El pan es una mezcla de agua, harina de algún cereal y sal. También suele incluir alguna levadura para que fermente y su textura sea esponjosa. Además de estos ingredientes básicos, también se pueden incluir otros como frutos secos, granos o semillas, aceites o grasas, verduras, queso, etc. Si te apetece incorporar alguno de ellos, ten en cuenta que puede influir en las calorías del pan.

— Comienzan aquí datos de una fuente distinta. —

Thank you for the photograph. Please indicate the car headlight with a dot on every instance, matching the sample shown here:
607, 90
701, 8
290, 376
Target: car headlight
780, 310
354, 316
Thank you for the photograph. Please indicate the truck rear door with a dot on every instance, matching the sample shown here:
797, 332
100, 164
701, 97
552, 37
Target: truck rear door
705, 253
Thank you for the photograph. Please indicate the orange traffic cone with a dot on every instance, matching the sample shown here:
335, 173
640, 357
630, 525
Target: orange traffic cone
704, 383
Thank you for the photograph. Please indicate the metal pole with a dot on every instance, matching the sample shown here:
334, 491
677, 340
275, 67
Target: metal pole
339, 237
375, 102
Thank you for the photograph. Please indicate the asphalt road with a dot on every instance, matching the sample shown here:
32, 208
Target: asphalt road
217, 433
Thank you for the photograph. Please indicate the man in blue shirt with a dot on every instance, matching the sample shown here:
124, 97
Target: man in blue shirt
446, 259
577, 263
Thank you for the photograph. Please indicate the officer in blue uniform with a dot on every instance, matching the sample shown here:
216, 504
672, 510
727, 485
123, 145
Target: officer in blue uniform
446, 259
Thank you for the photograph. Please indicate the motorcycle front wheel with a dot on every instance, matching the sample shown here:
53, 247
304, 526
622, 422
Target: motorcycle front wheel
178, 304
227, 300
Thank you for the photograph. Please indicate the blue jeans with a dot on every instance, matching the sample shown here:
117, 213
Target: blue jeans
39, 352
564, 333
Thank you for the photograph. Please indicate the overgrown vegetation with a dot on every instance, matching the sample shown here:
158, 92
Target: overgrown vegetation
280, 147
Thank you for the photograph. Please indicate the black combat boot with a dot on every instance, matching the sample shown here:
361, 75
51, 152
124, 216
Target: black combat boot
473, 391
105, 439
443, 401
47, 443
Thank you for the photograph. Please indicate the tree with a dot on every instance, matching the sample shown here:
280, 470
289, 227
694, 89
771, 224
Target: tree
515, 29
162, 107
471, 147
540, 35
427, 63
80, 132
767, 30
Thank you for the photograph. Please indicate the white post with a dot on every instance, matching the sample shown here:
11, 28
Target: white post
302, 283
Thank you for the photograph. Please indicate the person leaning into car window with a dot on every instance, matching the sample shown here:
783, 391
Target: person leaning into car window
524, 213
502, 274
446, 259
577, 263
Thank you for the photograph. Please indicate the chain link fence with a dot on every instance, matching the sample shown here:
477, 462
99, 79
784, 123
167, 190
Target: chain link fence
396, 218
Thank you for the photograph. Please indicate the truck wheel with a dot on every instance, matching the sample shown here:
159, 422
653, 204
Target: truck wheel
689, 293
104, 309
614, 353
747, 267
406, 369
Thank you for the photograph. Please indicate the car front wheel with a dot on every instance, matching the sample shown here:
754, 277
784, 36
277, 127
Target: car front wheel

La forma de cocinado más habitual es el horneado, pero también puedes encontrar panes al vapor o fritos, sobre todo en la cultura oriental.
El pan es un alimento tradicional en muchos países del mundo: se come pan en Europa, Oceanía, Oriente Medio, India y América. Su consumo comenzó en la prehistoria y ha llegado hasta la actualidad.

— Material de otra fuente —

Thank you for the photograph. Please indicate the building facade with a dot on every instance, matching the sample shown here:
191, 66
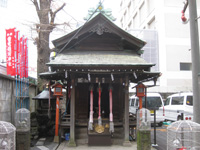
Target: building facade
159, 23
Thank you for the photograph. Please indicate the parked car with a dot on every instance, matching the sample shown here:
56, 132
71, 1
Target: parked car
154, 101
177, 105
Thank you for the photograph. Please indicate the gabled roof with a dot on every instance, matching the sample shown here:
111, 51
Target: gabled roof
99, 24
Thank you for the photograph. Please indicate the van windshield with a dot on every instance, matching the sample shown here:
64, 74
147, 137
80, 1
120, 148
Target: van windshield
152, 102
177, 100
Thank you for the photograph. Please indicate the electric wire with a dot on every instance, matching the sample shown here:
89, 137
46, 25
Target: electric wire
80, 29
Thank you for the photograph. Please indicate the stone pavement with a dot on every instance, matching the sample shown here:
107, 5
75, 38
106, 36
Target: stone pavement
45, 144
48, 144
64, 146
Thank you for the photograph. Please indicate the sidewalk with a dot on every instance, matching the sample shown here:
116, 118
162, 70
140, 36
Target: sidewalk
64, 146
45, 144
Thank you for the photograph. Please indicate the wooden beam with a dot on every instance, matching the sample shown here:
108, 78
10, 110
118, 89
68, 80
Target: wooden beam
72, 142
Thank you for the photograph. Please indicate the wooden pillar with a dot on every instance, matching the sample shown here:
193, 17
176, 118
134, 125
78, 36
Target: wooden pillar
126, 114
72, 142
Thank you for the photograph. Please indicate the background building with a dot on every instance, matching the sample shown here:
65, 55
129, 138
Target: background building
159, 23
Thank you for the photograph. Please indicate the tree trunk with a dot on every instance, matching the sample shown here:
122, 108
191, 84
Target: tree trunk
44, 28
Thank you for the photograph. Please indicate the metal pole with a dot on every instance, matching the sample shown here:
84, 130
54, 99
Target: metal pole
195, 58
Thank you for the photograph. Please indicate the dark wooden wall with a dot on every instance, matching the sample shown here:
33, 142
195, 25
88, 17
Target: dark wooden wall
82, 107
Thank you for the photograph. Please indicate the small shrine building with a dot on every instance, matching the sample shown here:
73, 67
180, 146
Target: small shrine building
98, 61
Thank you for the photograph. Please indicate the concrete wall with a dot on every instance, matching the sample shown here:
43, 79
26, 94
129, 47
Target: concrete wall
7, 98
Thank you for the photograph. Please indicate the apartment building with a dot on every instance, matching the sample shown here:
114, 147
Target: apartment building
158, 22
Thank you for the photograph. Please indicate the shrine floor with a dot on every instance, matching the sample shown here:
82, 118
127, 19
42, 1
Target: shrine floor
64, 146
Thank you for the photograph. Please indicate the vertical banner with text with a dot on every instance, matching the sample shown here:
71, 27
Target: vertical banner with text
16, 54
10, 52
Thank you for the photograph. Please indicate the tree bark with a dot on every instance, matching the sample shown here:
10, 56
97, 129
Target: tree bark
46, 25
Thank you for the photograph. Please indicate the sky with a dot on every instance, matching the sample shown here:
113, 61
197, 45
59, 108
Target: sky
21, 14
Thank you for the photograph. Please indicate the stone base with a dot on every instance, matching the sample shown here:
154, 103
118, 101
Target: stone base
56, 139
127, 143
72, 143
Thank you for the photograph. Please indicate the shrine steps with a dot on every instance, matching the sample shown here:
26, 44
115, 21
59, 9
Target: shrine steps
81, 136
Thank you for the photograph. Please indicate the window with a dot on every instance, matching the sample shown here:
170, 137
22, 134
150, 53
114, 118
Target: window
142, 12
3, 3
189, 100
151, 23
177, 100
185, 66
132, 102
167, 101
152, 102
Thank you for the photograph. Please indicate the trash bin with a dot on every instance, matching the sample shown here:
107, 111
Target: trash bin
67, 136
143, 129
22, 123
183, 134
7, 136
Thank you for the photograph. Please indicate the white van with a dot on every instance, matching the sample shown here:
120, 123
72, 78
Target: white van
179, 103
154, 100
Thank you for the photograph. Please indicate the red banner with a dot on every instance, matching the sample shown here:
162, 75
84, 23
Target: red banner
10, 52
16, 54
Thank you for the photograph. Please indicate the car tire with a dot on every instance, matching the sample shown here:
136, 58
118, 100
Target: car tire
179, 118
160, 124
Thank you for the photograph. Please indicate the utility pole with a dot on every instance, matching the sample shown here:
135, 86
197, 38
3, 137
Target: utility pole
195, 59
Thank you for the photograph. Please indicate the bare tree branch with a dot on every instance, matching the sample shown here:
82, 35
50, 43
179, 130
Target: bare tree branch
53, 14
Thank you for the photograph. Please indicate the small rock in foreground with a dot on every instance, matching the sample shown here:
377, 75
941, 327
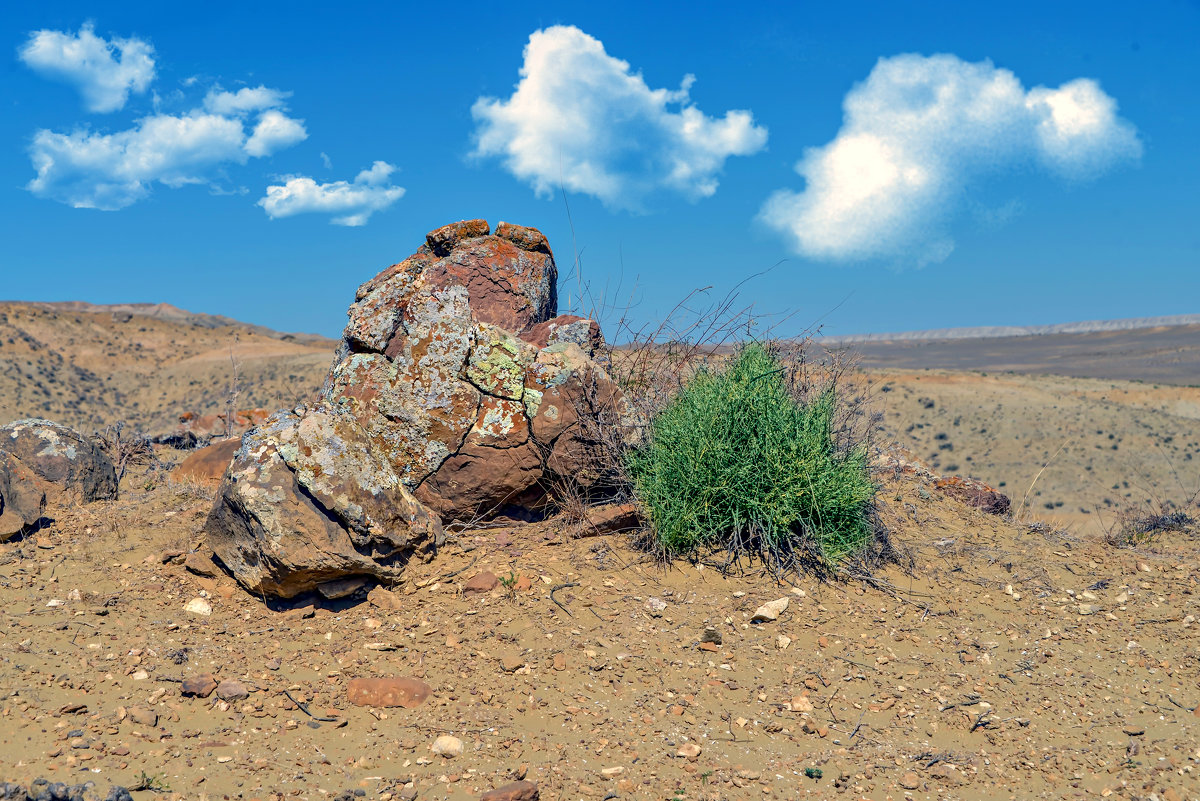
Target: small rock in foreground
513, 792
447, 746
769, 612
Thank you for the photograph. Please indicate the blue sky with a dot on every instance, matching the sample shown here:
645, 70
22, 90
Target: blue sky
906, 166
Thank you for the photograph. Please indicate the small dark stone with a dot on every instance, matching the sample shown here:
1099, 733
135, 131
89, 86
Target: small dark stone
12, 792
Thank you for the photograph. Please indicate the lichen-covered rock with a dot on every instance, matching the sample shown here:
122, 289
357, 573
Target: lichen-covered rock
22, 499
455, 363
456, 395
309, 500
63, 458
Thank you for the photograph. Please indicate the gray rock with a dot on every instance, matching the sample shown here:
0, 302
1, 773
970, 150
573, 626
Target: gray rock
22, 499
61, 457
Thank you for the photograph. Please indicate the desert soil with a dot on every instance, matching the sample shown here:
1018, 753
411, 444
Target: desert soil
1075, 451
1008, 662
1013, 658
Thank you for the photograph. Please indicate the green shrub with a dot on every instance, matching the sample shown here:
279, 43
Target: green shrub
735, 462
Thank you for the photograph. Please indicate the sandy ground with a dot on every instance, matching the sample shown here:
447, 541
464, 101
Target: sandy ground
1078, 451
1011, 662
1153, 355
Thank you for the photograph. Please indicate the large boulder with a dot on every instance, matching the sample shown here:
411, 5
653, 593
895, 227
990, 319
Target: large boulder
307, 501
456, 395
65, 461
22, 499
455, 363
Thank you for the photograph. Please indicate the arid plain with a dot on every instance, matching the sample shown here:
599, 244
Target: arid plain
1009, 657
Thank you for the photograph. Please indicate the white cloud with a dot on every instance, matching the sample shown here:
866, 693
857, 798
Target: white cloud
582, 118
274, 132
917, 133
243, 101
103, 71
114, 170
353, 202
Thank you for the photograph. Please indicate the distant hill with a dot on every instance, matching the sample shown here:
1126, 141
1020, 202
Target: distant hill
1155, 350
89, 366
172, 314
995, 331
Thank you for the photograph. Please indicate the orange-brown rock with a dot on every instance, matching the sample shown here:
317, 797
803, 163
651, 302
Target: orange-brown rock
521, 790
408, 693
435, 410
975, 493
480, 584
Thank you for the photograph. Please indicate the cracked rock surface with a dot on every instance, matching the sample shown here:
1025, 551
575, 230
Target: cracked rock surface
456, 395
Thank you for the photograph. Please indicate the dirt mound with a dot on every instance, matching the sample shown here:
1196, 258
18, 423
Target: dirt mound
1012, 661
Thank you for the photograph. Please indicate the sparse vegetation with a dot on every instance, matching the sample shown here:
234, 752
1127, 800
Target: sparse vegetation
125, 447
736, 462
1140, 525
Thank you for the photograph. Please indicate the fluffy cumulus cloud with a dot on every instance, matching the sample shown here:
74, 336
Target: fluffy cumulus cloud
351, 202
94, 169
105, 71
113, 170
109, 172
917, 134
581, 118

La respuesta es bien sencilla: claro, el pan engorda y, como ocurre con otros alimentos que no tienen una única composición, las calorías del pan van a depender de sus ingredientes. Así que vamos a ver algunos de ellos.
Hay muchos tipos de pan y según se va conociendo más de alimentación saludable, más que se van poniendo de moda. Y decimos poniendo de moda porque muchos de ellos se conocen de toda la vida, como el pan de centeno.
Es el pan por antonomasia, el que resulta más fácil de encontrar, el disponible en cualquier sitio. Según indica la Base de Datos Española de Composición de Alimentos (BEDCA), las calorías del pan blanco son 240 por cada 100 g de alimento.
Aunque se pueda pensar que tiene las mismas calorías que el pan blanco, el pan blanco sin sal es un poco más calórico, ya que tiene 263 calorías por cada 100 g de porción comestible. 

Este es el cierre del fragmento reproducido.